工事現場で施工管理を担当する技術者というと、施工図や技術資料、野帳、デジタルカメラ、黒板など多くのものを持ち歩く姿を想像しがちだ。ところが最近、小型・軽量で様々な機能を持つタブレット端末が施工管理のツールとして普及しつつある。水やほこり、衝撃にも強いアウトドア型の機種が続々と発売され、タブレット端末で施工管理を効率化するノウハウやアプリ(アプリケーション・ソフト)を紹介した指南書も出版された。


 設計工事現場での施工管理では、分厚い図面集や資料、野帳などの紙ベースでの業務がこれまで主流だった。そのため、重い書類などを持ち歩く労力がいるほか、情報を得るためには時々現場事務所に戻る必要があった。

 また、現場の作業が終わった後も、夜遅くまで事務所で図面などに記入した情報を報告書にするためパソコンで入力したり、デジカメで撮影した工事写真を整理したりという作業が待っている。

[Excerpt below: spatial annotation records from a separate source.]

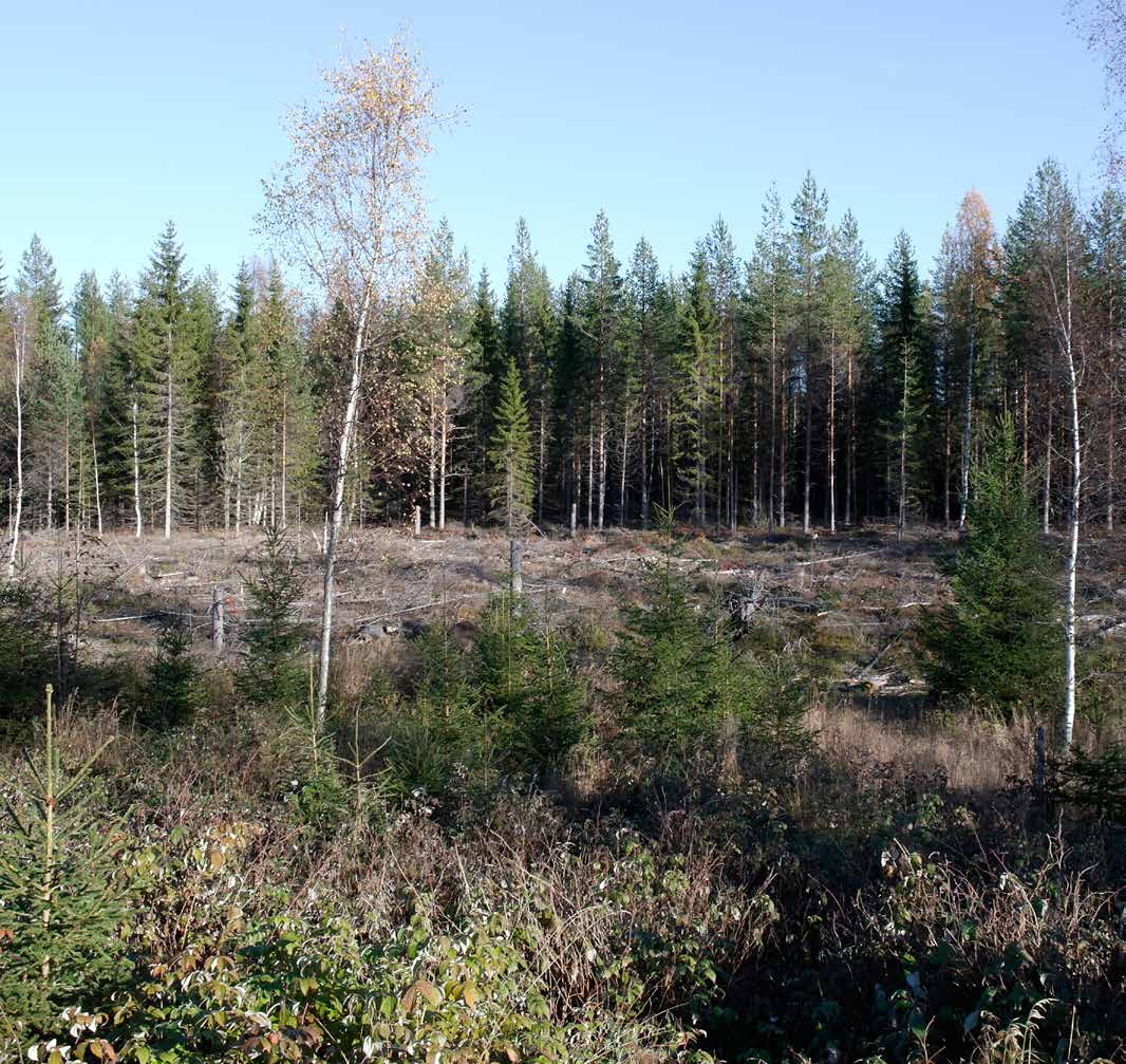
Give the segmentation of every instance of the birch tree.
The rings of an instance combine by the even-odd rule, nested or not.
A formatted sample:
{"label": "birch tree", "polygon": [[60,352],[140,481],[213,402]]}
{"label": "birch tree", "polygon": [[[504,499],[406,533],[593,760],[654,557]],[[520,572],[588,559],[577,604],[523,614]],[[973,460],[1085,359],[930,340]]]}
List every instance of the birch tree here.
{"label": "birch tree", "polygon": [[16,575],[19,556],[19,530],[24,518],[24,374],[27,368],[28,313],[27,301],[19,293],[12,299],[12,384],[16,394],[16,503],[11,518],[11,544],[8,551],[8,575]]}
{"label": "birch tree", "polygon": [[328,529],[316,713],[328,707],[337,551],[368,361],[396,328],[392,309],[413,274],[425,232],[422,160],[443,124],[436,89],[396,38],[365,45],[323,75],[319,99],[288,122],[291,158],[265,182],[261,229],[303,268],[350,325],[346,382],[330,419]]}
{"label": "birch tree", "polygon": [[1033,178],[1036,235],[1033,290],[1063,377],[1067,402],[1071,483],[1067,493],[1067,553],[1064,565],[1064,705],[1061,742],[1071,745],[1075,727],[1075,590],[1079,571],[1080,502],[1083,484],[1083,436],[1080,388],[1083,377],[1082,290],[1087,247],[1075,196],[1060,167],[1047,161]]}

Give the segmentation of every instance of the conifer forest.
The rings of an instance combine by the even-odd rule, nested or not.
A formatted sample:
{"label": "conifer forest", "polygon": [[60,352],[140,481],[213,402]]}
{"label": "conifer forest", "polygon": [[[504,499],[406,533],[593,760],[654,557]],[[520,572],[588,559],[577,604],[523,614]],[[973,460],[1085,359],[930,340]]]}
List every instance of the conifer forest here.
{"label": "conifer forest", "polygon": [[927,261],[812,169],[491,275],[405,36],[233,276],[0,232],[0,1059],[1126,1061],[1126,14],[1058,21],[1098,180]]}

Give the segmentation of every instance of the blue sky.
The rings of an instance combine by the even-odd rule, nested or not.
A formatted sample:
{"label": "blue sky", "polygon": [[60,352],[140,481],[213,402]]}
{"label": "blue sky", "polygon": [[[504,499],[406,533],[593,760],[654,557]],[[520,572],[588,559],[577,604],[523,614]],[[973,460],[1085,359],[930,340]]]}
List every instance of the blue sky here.
{"label": "blue sky", "polygon": [[468,109],[430,167],[434,215],[494,281],[521,214],[556,280],[604,207],[622,259],[645,234],[680,270],[718,214],[749,252],[769,184],[788,202],[807,168],[877,259],[905,227],[929,269],[971,186],[999,229],[1046,155],[1096,187],[1101,75],[1062,7],[12,3],[0,254],[11,276],[37,231],[68,288],[132,276],[172,218],[189,267],[226,283],[268,250],[251,226],[286,108],[343,43],[406,23]]}

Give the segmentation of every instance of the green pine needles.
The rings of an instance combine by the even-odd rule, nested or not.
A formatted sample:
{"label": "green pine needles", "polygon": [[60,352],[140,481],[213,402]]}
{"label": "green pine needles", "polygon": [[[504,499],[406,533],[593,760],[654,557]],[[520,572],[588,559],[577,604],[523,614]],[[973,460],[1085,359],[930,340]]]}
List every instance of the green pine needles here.
{"label": "green pine needles", "polygon": [[[122,973],[125,886],[120,843],[97,822],[89,774],[62,765],[51,685],[43,755],[3,788],[0,819],[0,1044],[45,1030],[61,1009],[100,1001]],[[23,1023],[23,1028],[17,1027]]]}
{"label": "green pine needles", "polygon": [[923,629],[931,686],[1004,715],[1051,705],[1063,679],[1058,606],[1010,418],[993,430],[972,484],[953,601]]}
{"label": "green pine needles", "polygon": [[512,358],[501,382],[489,461],[493,470],[489,492],[493,516],[504,522],[509,536],[521,536],[531,519],[531,428],[520,370]]}
{"label": "green pine needles", "polygon": [[292,707],[307,694],[302,661],[305,629],[297,619],[297,602],[305,576],[286,530],[274,521],[247,576],[250,625],[242,637],[243,662],[239,691],[252,705]]}

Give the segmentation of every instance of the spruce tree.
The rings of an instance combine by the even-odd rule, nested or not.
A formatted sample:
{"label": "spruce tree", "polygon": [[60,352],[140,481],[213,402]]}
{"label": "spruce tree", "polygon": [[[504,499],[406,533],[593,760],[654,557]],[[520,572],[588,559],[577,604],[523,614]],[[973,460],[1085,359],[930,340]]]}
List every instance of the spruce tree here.
{"label": "spruce tree", "polygon": [[[122,923],[127,893],[120,835],[98,813],[90,769],[99,748],[73,770],[63,765],[47,686],[42,753],[6,780],[0,816],[0,1044],[26,1044],[68,1005],[96,1003],[131,965]],[[15,1023],[27,1025],[23,1029]]]}
{"label": "spruce tree", "polygon": [[239,690],[249,703],[287,708],[307,696],[301,658],[305,626],[297,609],[305,584],[286,530],[267,521],[245,579],[250,625],[242,638]]}
{"label": "spruce tree", "polygon": [[951,601],[923,628],[932,689],[1004,714],[1055,701],[1063,676],[1058,607],[1011,418],[993,430],[971,486]]}
{"label": "spruce tree", "polygon": [[489,461],[493,471],[493,516],[504,521],[509,536],[522,536],[531,516],[531,430],[515,359],[509,359],[501,384]]}

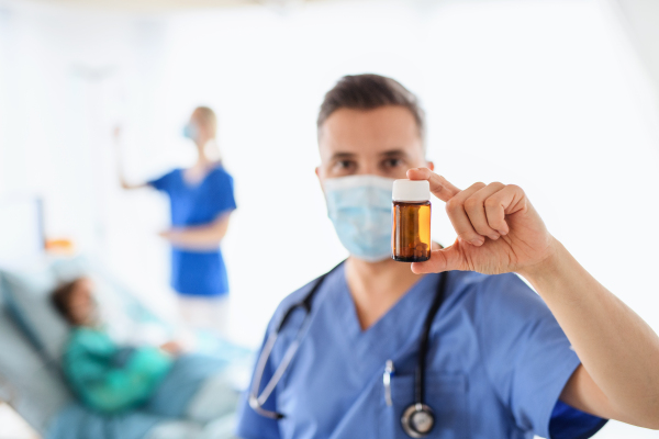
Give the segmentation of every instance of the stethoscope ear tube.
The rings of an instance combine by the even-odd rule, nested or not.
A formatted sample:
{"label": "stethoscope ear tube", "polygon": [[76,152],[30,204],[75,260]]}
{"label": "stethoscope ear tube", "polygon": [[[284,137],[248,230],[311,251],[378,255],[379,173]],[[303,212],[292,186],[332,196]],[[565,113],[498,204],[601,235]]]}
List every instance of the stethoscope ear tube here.
{"label": "stethoscope ear tube", "polygon": [[440,274],[437,292],[423,325],[423,333],[418,342],[418,361],[416,363],[416,373],[414,374],[414,404],[405,408],[401,417],[401,426],[411,438],[426,437],[433,430],[433,427],[435,427],[435,413],[428,405],[424,404],[426,357],[433,322],[444,302],[447,278],[448,274],[446,272]]}

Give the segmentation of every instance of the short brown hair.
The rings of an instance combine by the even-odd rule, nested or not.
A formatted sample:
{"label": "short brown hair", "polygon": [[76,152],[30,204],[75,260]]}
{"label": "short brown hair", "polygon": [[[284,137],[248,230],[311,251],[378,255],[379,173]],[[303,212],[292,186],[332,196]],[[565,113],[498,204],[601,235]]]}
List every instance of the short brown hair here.
{"label": "short brown hair", "polygon": [[202,121],[210,125],[213,133],[217,131],[217,116],[215,112],[210,106],[198,106],[194,109],[194,112],[198,113]]}
{"label": "short brown hair", "polygon": [[74,316],[71,315],[71,294],[74,293],[76,285],[82,278],[75,279],[69,282],[65,282],[57,286],[55,291],[51,293],[51,303],[57,309],[57,312],[70,324],[74,324]]}
{"label": "short brown hair", "polygon": [[348,75],[326,94],[319,113],[317,128],[339,109],[375,110],[386,105],[404,106],[414,116],[418,135],[425,137],[425,112],[418,99],[394,79],[380,75]]}

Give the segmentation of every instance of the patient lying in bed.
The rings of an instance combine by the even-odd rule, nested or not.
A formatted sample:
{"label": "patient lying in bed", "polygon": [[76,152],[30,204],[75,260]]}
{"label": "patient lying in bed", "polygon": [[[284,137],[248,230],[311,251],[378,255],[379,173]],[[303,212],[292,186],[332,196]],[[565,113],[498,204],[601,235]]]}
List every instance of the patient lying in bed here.
{"label": "patient lying in bed", "polygon": [[226,383],[219,379],[222,361],[182,354],[175,342],[114,344],[99,324],[89,279],[60,285],[51,299],[72,328],[63,357],[64,374],[87,407],[102,414],[139,408],[202,423],[233,408],[227,406]]}

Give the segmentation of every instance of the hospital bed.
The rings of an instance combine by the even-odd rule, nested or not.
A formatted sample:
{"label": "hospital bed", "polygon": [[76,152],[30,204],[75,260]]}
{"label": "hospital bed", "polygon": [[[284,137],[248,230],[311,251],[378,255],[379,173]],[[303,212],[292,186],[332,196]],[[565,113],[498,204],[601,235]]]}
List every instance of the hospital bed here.
{"label": "hospital bed", "polygon": [[48,293],[58,281],[80,274],[94,281],[100,308],[110,314],[105,319],[109,330],[119,339],[135,334],[167,336],[174,330],[89,260],[43,257],[20,268],[0,266],[0,401],[11,405],[45,439],[231,437],[239,386],[235,376],[247,370],[252,357],[247,350],[208,334],[197,335],[198,346],[226,364],[226,410],[221,418],[200,425],[139,410],[101,416],[77,403],[59,368],[68,328],[49,305]]}

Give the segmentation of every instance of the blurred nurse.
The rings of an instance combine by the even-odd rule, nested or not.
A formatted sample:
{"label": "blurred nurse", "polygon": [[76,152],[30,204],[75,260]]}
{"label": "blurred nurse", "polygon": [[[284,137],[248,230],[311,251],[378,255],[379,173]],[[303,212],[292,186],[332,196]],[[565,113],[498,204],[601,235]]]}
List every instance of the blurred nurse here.
{"label": "blurred nurse", "polygon": [[236,202],[233,178],[219,157],[211,157],[216,132],[213,110],[199,106],[183,127],[183,135],[198,150],[192,167],[174,169],[142,184],[126,182],[121,171],[120,179],[124,189],[148,185],[169,195],[171,228],[160,236],[171,244],[171,286],[178,293],[181,315],[191,326],[224,333],[228,281],[220,244]]}

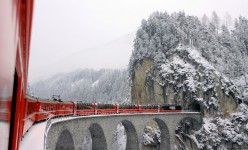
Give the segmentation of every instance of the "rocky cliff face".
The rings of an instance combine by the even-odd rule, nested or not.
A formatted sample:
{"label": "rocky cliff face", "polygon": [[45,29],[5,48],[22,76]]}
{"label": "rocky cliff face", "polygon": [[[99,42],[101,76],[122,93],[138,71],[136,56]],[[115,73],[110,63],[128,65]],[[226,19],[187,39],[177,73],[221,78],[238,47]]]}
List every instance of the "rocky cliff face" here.
{"label": "rocky cliff face", "polygon": [[[203,114],[198,131],[187,121],[178,125],[176,148],[248,148],[247,83],[239,84],[247,76],[248,49],[236,40],[240,29],[230,34],[223,27],[219,34],[180,12],[154,13],[142,21],[129,64],[132,102],[177,104]],[[248,21],[243,30],[248,32]]]}
{"label": "rocky cliff face", "polygon": [[134,66],[131,96],[139,104],[178,104],[201,110],[205,116],[217,112],[229,116],[238,107],[238,95],[230,80],[190,47],[172,50],[164,64],[144,58]]}

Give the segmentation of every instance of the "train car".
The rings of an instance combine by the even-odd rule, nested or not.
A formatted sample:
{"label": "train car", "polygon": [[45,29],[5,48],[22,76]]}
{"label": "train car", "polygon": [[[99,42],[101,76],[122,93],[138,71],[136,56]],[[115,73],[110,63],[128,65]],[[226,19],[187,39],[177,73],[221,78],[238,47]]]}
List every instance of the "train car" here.
{"label": "train car", "polygon": [[159,105],[139,105],[138,111],[140,113],[158,113]]}
{"label": "train car", "polygon": [[76,115],[93,115],[96,113],[96,104],[95,103],[75,103],[75,114]]}
{"label": "train car", "polygon": [[24,117],[24,129],[23,134],[34,124],[37,120],[36,114],[38,112],[38,100],[32,97],[27,96],[26,101],[26,112]]}
{"label": "train car", "polygon": [[36,120],[41,121],[57,115],[57,105],[59,102],[46,99],[38,99],[38,109],[36,112]]}
{"label": "train car", "polygon": [[73,102],[59,102],[57,104],[57,112],[56,115],[73,115],[74,114],[75,105]]}
{"label": "train car", "polygon": [[182,112],[180,105],[161,105],[160,112]]}
{"label": "train car", "polygon": [[23,133],[33,0],[0,0],[0,149]]}
{"label": "train car", "polygon": [[120,104],[118,112],[119,113],[138,113],[139,112],[139,105]]}
{"label": "train car", "polygon": [[9,122],[11,115],[11,98],[7,97],[0,100],[0,121]]}
{"label": "train car", "polygon": [[115,104],[97,104],[96,114],[116,114],[117,105]]}

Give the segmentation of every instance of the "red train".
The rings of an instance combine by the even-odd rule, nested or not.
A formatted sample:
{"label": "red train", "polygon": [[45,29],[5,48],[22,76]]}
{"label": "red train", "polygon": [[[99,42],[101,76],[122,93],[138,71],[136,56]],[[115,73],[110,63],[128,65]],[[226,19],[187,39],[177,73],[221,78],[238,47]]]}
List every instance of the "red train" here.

 こうした非効率を解消し、施工管理業務の生産性を大幅に改善するための“新兵器”として期待されているのが、タブレット端末だ。

iPad3000台、技術職全員に配布した大林組

 これまでの施工管理業務の不便をなくし、業務の効率化を図るため、大林組はICT(情報通信技術)を使って施工管理者のワークスタイル変革に乗り出した。その切り札がタブレット端末だ。

iPadで施工管理を行う技術者のイメージ(写真:大林組)

 今年8月から、同社は現場で施工管理を行う技術職全員に約3000台ものiPadを配布し始めた。現場内では無線LAN(Wi-Fi)を用い、工事事務所のアクセスポイント経由でネットワークに接続できる。

 タブレット端末には、施工管理に必要な技術標準や施工標準図などの技術資料や安全資料を搭載しているので、重くてかさばる紙の資料を持ち運ぶ必要は少なくなる。

 また、端末に入っていない資料が必要になったときは、iPadの通信機能を使ってクラウド上のサーバーにアクセスし、必要な図面などを確認・参照できるので、いちいち現場事務所まで戻る必要はない。

 配筋や設備、仕上げなどの検査も、現場検査支援システムを利用することにより、現場で図面に書き込んだ記録をその場で電子データ化として保存できるので、現場での作業終了後に事務所に戻ってパソコンで再入力する手間もなくなる。

今回、全現場にiPadを導入することになったのは、社内の生産性向上策の一環としてだ。iPad導入による具体的な数値目標はないものの、iPad導入により確実に業務効率や生産性は上がると同社ではみている。

グラフィカルに作業指示

 作業員に対する指示も「見える化」できるようになる。写真や図面、施工計画書、打ち合わせ記録などをタブレット端末の大きな画面に表示しながら、視覚的に分かりやすく指示できる。

 大林組では今後、このタブレット端末をBIM(ビルディング・インフォメーション・モデリング)と連携させることも計画している。部材の詳細な納まりを様々な角度から3次元CGで確認しながら施工を進めたり、BIMで作成した施工シミュレーションのアニメーションを現場で見たりするような、紙ベースの業務では不可能だった使い方もできるだろう。

タブレット端末には施工管理に必要な情報やシステムが豊富に搭載される(資料・写真:大林組)

 手軽に持ち運べる端末だけに、盗難や紛失が心配だが、パスワードによるロックと自動フォーマット、遠隔操作で端末内のデータを消去できる「リモートワイプ」といった対策によりデータを保護できるので、万一、端末を紛失したときもデータ流出も最小限に抑えられる。

 端末には電子証明書とMDM(モバイル・デバイス・マネジメント)を導入し、ネットワークへの接続を登録端末に限定することでセキュリティーを高めている。

 施工管理を担当する技術者は1台のタブレット端末を持つことにより、作業現場にいたまま情報の確認や報告書作成などの業務処理ができるようになるのだ。仕事が楽になり、効率化できるだけでなく、現場で発生したトラブルなどにも迅速に対応できるようになりそうだ。